The FAS is forecasting 5.8 million tonnes of canola imports in 2026-27, which would be identical to the current campaign but well below the 7.96 million tonnes imported in 2024-25, which was necessary to make up for the EU’s short crop that year.
Australia supplied 46 per cent of total imports in 2024-25, followed by Ukraine with 34 per cent and Canada with 14 per cent.
Trade data show that Ukraine and Canada significantly expanded their presence in the EU during the early months of 2025-26.
The FAS said the EU Deforestation Regulation (EUDR) is another potential factor that will limit palm oil use in the region.

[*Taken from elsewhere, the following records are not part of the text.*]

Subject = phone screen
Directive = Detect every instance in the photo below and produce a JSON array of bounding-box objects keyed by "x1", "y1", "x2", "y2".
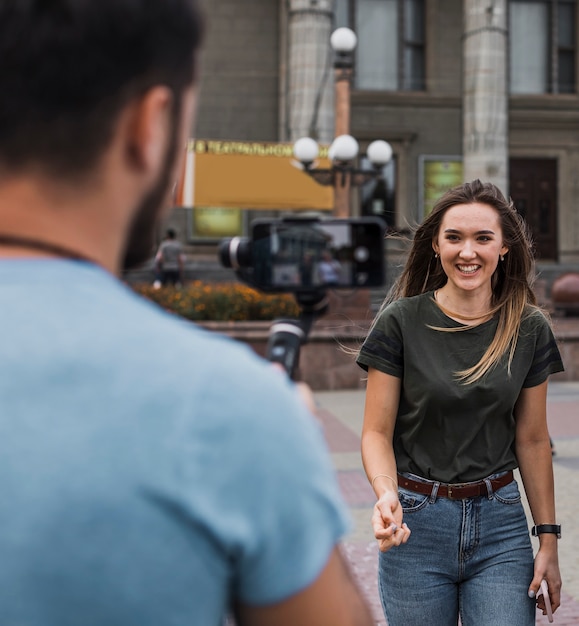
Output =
[{"x1": 250, "y1": 218, "x2": 385, "y2": 292}]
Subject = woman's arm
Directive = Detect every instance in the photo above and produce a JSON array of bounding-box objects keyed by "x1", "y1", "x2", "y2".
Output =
[
  {"x1": 361, "y1": 367, "x2": 410, "y2": 551},
  {"x1": 514, "y1": 380, "x2": 561, "y2": 614}
]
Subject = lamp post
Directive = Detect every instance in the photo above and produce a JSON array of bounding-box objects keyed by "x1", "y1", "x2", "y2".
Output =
[
  {"x1": 332, "y1": 27, "x2": 357, "y2": 139},
  {"x1": 293, "y1": 28, "x2": 393, "y2": 218}
]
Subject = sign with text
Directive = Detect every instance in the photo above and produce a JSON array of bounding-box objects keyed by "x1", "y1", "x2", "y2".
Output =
[{"x1": 175, "y1": 140, "x2": 334, "y2": 211}]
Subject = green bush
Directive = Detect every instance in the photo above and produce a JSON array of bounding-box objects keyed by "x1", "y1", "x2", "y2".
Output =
[{"x1": 131, "y1": 281, "x2": 300, "y2": 322}]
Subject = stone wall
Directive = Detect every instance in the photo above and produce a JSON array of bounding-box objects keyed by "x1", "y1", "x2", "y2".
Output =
[{"x1": 551, "y1": 317, "x2": 579, "y2": 383}]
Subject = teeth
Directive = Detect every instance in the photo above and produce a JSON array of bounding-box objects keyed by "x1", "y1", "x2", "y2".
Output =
[{"x1": 457, "y1": 265, "x2": 479, "y2": 274}]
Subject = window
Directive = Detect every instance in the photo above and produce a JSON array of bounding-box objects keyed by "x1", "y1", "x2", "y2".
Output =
[
  {"x1": 335, "y1": 0, "x2": 425, "y2": 91},
  {"x1": 360, "y1": 157, "x2": 397, "y2": 230},
  {"x1": 402, "y1": 0, "x2": 426, "y2": 90},
  {"x1": 510, "y1": 0, "x2": 576, "y2": 94}
]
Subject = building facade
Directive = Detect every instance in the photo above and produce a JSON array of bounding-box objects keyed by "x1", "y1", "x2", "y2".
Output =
[{"x1": 171, "y1": 0, "x2": 579, "y2": 285}]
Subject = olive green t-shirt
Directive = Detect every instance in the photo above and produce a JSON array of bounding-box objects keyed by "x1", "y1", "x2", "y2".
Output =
[{"x1": 357, "y1": 292, "x2": 564, "y2": 483}]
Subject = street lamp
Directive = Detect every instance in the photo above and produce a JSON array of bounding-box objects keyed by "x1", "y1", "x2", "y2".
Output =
[
  {"x1": 293, "y1": 28, "x2": 393, "y2": 218},
  {"x1": 294, "y1": 135, "x2": 392, "y2": 187}
]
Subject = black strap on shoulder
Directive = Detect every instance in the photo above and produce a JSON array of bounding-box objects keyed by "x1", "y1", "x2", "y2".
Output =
[{"x1": 0, "y1": 234, "x2": 95, "y2": 264}]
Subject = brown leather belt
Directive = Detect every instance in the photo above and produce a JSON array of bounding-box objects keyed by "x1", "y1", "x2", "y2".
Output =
[{"x1": 397, "y1": 470, "x2": 514, "y2": 500}]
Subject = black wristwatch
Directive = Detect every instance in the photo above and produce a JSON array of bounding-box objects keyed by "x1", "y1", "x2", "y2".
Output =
[{"x1": 531, "y1": 524, "x2": 561, "y2": 539}]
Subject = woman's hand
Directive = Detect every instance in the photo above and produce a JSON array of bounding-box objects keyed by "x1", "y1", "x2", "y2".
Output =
[
  {"x1": 371, "y1": 489, "x2": 411, "y2": 552},
  {"x1": 528, "y1": 541, "x2": 561, "y2": 616}
]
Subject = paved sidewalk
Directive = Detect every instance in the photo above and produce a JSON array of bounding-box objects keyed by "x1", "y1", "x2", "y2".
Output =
[{"x1": 315, "y1": 382, "x2": 579, "y2": 626}]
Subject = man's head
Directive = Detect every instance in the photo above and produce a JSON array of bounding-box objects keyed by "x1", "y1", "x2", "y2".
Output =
[
  {"x1": 0, "y1": 0, "x2": 203, "y2": 178},
  {"x1": 0, "y1": 0, "x2": 204, "y2": 269}
]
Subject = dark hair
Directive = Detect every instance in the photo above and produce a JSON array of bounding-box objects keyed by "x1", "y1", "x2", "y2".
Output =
[{"x1": 0, "y1": 0, "x2": 204, "y2": 178}]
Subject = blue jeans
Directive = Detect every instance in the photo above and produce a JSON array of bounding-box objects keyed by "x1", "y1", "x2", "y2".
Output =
[{"x1": 378, "y1": 473, "x2": 535, "y2": 626}]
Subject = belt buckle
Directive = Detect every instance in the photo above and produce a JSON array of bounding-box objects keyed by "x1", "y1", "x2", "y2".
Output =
[
  {"x1": 446, "y1": 482, "x2": 468, "y2": 500},
  {"x1": 446, "y1": 480, "x2": 485, "y2": 500}
]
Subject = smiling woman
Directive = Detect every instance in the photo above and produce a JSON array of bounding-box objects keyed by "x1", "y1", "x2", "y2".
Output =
[
  {"x1": 356, "y1": 179, "x2": 564, "y2": 626},
  {"x1": 432, "y1": 202, "x2": 509, "y2": 324}
]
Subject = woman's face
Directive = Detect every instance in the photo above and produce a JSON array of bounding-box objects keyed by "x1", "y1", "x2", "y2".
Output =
[{"x1": 433, "y1": 202, "x2": 509, "y2": 296}]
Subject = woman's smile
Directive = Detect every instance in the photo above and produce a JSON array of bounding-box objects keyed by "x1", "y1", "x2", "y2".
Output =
[{"x1": 434, "y1": 202, "x2": 508, "y2": 297}]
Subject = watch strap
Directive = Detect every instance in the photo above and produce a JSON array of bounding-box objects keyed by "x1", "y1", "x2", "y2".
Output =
[{"x1": 531, "y1": 524, "x2": 561, "y2": 538}]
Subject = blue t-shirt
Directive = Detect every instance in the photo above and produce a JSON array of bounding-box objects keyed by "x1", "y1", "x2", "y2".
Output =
[{"x1": 0, "y1": 260, "x2": 349, "y2": 625}]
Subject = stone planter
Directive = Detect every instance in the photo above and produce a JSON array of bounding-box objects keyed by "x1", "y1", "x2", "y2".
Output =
[
  {"x1": 550, "y1": 317, "x2": 579, "y2": 383},
  {"x1": 551, "y1": 272, "x2": 579, "y2": 316},
  {"x1": 199, "y1": 318, "x2": 370, "y2": 390}
]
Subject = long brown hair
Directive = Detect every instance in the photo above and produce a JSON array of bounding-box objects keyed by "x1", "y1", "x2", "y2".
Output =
[{"x1": 382, "y1": 179, "x2": 540, "y2": 383}]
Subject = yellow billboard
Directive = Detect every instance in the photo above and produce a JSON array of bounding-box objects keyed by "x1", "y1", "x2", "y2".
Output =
[
  {"x1": 175, "y1": 140, "x2": 334, "y2": 211},
  {"x1": 422, "y1": 159, "x2": 463, "y2": 217},
  {"x1": 192, "y1": 208, "x2": 243, "y2": 238}
]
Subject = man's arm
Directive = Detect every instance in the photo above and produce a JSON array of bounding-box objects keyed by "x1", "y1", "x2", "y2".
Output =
[{"x1": 234, "y1": 546, "x2": 374, "y2": 626}]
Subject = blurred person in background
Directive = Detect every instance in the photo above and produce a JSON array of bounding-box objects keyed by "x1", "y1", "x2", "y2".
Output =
[{"x1": 155, "y1": 227, "x2": 185, "y2": 286}]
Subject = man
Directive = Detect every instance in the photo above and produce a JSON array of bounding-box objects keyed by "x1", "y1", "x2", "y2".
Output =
[
  {"x1": 0, "y1": 2, "x2": 373, "y2": 625},
  {"x1": 155, "y1": 228, "x2": 185, "y2": 286}
]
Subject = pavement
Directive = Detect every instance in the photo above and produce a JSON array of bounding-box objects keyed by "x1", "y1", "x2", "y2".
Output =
[{"x1": 314, "y1": 381, "x2": 579, "y2": 626}]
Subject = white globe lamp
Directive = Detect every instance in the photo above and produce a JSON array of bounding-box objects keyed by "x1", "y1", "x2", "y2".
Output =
[
  {"x1": 293, "y1": 137, "x2": 320, "y2": 166},
  {"x1": 366, "y1": 140, "x2": 393, "y2": 167},
  {"x1": 330, "y1": 27, "x2": 358, "y2": 53},
  {"x1": 330, "y1": 134, "x2": 359, "y2": 162}
]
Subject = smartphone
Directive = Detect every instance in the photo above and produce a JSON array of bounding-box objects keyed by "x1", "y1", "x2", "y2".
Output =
[
  {"x1": 539, "y1": 579, "x2": 554, "y2": 623},
  {"x1": 250, "y1": 217, "x2": 385, "y2": 292}
]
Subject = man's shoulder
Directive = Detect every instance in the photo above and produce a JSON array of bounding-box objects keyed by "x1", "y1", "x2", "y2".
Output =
[
  {"x1": 33, "y1": 263, "x2": 260, "y2": 377},
  {"x1": 104, "y1": 280, "x2": 289, "y2": 401},
  {"x1": 28, "y1": 264, "x2": 299, "y2": 422},
  {"x1": 101, "y1": 280, "x2": 263, "y2": 370}
]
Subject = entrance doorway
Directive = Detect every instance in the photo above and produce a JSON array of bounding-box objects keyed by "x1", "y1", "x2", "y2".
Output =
[{"x1": 509, "y1": 159, "x2": 558, "y2": 261}]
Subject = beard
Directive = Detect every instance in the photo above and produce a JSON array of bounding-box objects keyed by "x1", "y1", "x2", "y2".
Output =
[{"x1": 122, "y1": 108, "x2": 180, "y2": 272}]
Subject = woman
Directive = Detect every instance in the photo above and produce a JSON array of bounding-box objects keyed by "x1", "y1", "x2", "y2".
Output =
[{"x1": 357, "y1": 180, "x2": 563, "y2": 625}]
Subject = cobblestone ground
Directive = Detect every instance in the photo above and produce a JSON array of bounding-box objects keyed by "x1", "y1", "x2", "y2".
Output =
[{"x1": 315, "y1": 382, "x2": 579, "y2": 626}]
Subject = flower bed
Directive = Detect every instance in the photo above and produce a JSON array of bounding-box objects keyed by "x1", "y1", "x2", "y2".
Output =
[{"x1": 131, "y1": 281, "x2": 300, "y2": 322}]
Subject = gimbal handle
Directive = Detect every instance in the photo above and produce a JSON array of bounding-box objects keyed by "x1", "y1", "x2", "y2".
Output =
[{"x1": 265, "y1": 292, "x2": 329, "y2": 379}]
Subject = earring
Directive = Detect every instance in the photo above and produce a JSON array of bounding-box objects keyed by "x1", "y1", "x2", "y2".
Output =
[
  {"x1": 434, "y1": 252, "x2": 439, "y2": 259},
  {"x1": 500, "y1": 255, "x2": 505, "y2": 262}
]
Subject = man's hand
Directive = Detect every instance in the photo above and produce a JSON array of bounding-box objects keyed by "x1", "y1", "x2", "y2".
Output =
[{"x1": 270, "y1": 363, "x2": 318, "y2": 415}]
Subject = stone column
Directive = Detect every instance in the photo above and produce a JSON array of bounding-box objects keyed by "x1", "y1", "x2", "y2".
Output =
[
  {"x1": 463, "y1": 0, "x2": 509, "y2": 195},
  {"x1": 287, "y1": 0, "x2": 334, "y2": 143}
]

The regulation, which is scheduled to come into force in December, establishes rules for commodities identified as the main drivers of deforestation: cattle, cocoa, coffee, palm oil, rubber, soybeans and wood.
“Palm oil producers and EU importers are concerned regarding geolocation and traceability elements of the EUDR, in particular for palm oil shipments sourced from small plots that are aggregated and transported in bulk,” stated the FAS.
The FAS anticipates that a portion of the palm oil supply will comply with the EUDR, but the volume will be limited and costly.
“While the EUDR is projected to have a negative effect on EU palm oil use and imports in 2026 and 2027, significant reductions have already occurred by an earlier phase-out by the food, feed and biofuel sector,” stated the report.
Consumers are concerned about its high saturated fat content and perceived risk of tropical deforestation. Many brands in the EU have started using “palm oil-free” labels as a major marketing tool.
There have also been some price considerations.
“Since 2024, palm oil prices have risen significantly and, while generally still the lowest price option, palm oil has lost its substantial competitiveness with other vegetable oils,” stated the FAS report.
That is why it has been partially replaced by corn oil in compound feed formulations. The FAS is forecasting that 70,000 tonnes of palm oil will be used for feed in 2027, down from 100,000 tonnes in 2025.
Industrial use will fall to 1.01 million tonnes from 1.12 million tonnes over that same timeframe, while biofuel use will drop to 85,000 tonnes from 120,000 tonnes.